Le Président de la Transition, le général Assimi Goïta, multiplie les actions concrètes pour renforcer la justice au Mali. Entre nouvelles infrastructures et réformes, il trace la voie d’un État de droit solide et exemplaire.

En ces temps où le scepticisme envers les institutions règne encore dans bien des esprits, le Président de la Transition, le Général d’Armée Assimi Goïta, semble décidé à faire de la justice malienne un exemple de rigueur et de résilience.
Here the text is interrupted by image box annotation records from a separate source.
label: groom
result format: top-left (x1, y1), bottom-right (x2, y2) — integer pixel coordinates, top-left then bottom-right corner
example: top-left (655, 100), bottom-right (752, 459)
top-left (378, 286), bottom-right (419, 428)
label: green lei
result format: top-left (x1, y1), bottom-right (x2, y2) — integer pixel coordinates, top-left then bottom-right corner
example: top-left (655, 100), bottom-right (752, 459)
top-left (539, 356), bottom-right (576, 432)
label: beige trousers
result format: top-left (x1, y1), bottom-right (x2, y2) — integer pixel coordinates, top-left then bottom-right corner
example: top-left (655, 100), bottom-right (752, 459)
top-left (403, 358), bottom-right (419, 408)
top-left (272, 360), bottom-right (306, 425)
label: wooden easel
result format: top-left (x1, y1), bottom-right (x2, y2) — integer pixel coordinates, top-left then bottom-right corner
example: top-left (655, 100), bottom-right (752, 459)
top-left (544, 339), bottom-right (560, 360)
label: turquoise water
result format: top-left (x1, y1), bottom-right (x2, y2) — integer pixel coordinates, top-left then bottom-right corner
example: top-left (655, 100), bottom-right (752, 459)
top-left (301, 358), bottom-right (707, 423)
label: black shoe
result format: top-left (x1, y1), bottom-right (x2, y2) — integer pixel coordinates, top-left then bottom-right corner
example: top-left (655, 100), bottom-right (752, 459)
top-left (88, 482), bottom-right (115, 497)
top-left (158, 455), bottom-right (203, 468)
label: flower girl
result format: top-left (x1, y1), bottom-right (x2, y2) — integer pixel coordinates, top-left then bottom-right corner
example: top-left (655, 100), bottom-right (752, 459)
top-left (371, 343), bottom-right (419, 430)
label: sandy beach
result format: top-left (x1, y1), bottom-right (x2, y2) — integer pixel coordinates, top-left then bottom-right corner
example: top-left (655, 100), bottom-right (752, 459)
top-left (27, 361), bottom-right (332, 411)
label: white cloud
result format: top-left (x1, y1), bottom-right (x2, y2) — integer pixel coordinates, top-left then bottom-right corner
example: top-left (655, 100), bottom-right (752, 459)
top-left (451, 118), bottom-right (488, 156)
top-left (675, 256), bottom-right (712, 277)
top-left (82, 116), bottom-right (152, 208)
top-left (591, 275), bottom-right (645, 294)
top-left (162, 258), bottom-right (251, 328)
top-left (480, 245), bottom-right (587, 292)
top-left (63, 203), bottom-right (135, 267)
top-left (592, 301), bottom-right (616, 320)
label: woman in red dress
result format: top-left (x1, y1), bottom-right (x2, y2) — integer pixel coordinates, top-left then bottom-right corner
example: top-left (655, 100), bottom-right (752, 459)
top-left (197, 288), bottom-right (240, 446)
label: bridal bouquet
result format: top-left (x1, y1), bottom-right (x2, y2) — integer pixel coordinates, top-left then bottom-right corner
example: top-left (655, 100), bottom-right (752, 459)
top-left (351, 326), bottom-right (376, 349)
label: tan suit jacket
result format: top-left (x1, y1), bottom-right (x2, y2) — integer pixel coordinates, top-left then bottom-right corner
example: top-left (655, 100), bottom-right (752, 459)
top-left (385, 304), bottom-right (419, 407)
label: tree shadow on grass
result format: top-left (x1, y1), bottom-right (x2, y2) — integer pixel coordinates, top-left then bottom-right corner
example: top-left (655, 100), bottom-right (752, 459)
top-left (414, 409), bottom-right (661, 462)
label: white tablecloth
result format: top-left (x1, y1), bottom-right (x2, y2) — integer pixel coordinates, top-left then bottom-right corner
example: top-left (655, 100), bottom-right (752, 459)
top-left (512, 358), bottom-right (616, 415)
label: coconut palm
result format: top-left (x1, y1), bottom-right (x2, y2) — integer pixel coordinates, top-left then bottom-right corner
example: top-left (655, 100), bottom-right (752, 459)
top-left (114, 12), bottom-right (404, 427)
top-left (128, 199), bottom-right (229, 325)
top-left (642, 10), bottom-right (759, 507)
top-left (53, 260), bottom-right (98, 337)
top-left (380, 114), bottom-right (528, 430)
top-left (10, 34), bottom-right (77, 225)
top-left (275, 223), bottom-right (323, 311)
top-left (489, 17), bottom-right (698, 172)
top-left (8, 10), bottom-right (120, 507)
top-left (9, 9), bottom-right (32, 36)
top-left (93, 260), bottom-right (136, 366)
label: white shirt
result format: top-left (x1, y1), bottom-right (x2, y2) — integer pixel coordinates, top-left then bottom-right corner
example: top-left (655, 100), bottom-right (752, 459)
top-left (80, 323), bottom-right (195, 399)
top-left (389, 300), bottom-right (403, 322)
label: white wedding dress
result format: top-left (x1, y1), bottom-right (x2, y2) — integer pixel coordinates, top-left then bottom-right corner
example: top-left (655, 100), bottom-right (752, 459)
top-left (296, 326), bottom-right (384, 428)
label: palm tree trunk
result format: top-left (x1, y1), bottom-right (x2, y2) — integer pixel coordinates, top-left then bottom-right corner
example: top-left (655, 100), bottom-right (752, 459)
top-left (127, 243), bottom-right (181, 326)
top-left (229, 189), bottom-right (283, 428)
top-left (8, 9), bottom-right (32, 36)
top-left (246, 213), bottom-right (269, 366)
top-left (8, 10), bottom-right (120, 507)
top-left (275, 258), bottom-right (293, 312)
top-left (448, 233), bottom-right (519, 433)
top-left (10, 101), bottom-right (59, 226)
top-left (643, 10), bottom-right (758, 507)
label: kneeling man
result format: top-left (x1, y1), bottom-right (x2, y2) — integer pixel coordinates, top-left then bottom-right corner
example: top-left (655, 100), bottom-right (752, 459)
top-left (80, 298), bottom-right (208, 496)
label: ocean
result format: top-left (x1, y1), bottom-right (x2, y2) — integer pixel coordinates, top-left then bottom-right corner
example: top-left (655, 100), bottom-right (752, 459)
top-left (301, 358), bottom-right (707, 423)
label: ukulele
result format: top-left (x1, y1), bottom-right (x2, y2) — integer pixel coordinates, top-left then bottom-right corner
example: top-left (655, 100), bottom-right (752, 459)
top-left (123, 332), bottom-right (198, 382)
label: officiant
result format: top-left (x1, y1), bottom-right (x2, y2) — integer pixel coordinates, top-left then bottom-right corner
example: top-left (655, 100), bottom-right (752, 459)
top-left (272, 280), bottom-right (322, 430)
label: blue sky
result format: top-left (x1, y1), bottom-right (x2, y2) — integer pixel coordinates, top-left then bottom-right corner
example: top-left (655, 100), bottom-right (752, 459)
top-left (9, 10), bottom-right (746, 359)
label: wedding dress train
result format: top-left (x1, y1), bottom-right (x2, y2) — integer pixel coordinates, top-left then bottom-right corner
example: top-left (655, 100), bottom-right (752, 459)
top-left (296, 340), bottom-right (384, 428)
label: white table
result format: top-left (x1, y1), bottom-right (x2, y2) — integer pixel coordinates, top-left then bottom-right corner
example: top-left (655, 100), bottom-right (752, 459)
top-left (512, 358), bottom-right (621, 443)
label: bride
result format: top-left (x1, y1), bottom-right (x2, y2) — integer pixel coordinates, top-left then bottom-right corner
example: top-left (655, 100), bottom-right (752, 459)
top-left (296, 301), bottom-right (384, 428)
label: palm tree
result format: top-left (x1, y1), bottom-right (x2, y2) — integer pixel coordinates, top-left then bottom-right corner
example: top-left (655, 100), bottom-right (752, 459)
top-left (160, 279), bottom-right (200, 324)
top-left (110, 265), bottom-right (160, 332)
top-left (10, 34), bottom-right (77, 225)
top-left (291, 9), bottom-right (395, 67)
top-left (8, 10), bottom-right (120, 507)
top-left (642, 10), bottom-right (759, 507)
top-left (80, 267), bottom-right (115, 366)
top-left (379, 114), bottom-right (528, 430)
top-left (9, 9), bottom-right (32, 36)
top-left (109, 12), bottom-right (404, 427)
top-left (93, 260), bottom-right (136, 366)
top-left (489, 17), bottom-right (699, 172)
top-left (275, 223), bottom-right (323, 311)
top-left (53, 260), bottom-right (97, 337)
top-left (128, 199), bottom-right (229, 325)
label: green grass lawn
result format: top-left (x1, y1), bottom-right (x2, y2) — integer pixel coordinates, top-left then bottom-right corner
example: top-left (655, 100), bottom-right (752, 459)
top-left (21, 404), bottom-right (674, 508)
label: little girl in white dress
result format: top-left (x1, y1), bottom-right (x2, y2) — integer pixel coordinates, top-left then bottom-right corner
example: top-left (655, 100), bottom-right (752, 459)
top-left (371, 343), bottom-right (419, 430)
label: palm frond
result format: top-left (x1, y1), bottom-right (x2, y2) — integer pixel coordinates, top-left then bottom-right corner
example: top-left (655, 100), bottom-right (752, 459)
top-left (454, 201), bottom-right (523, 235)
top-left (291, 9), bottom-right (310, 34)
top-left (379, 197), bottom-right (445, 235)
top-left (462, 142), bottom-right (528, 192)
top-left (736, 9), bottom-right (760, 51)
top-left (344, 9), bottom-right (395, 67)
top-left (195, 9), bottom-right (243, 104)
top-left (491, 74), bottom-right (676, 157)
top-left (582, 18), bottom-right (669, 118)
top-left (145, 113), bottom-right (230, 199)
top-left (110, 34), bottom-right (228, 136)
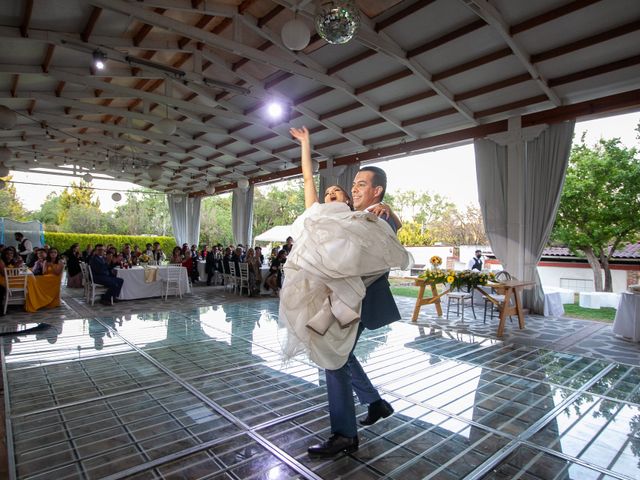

Loin des discours creux, il s’illustre par des actions concrètes, comme pour nous rappeler que l’État de droit n’est pas une utopie, mais une promesse réalisable.

Le 19 décembre 2024, avec la pose de la première du futur siège de la Cour des comptes, le Mali a franchi une étape décisive dans sa quête de transparence et de reddition des comptes. Ce projet, qui mobilise plus de 8 milliards de francs CFA, témoigne de la volonté d’ancrer dans le paysage institutionnel une justice économique fiable et indépendante. Et que dire de la pose de la première pierre de la Maison des avocats ce 26 décembre également ? Un geste symbolique, certes, mais ô combien significatif pour renforcer les capacités de ceux qui sont souvent les garants des droits et libertés des citoyens.

Et ce n’est pas tout. L’audience solennelle de rentrée des Cours et Tribunaux pour l’année 2024-2025, tenue le même jour, a marqué un moment fort. En réaffirmant son soutien à une justice plus autonome, le Président Goïta envoie un signal clair : l’ère des manipulations et des influences occultes sur le système judiciaire doit appartenir au passé.

Ces initiatives ne sont pas isolées. En août 2024, un nouveau Statut de la Magistrature a été adopté pour renforcer l’intégrité et l’efficacité des institutions judiciaires. Cette réforme, combinée aux projets d’infrastructures, illustre une vision cohérente et ambitieuse : celle d’un Mali où la justice n’est pas un privilège, mais un droit.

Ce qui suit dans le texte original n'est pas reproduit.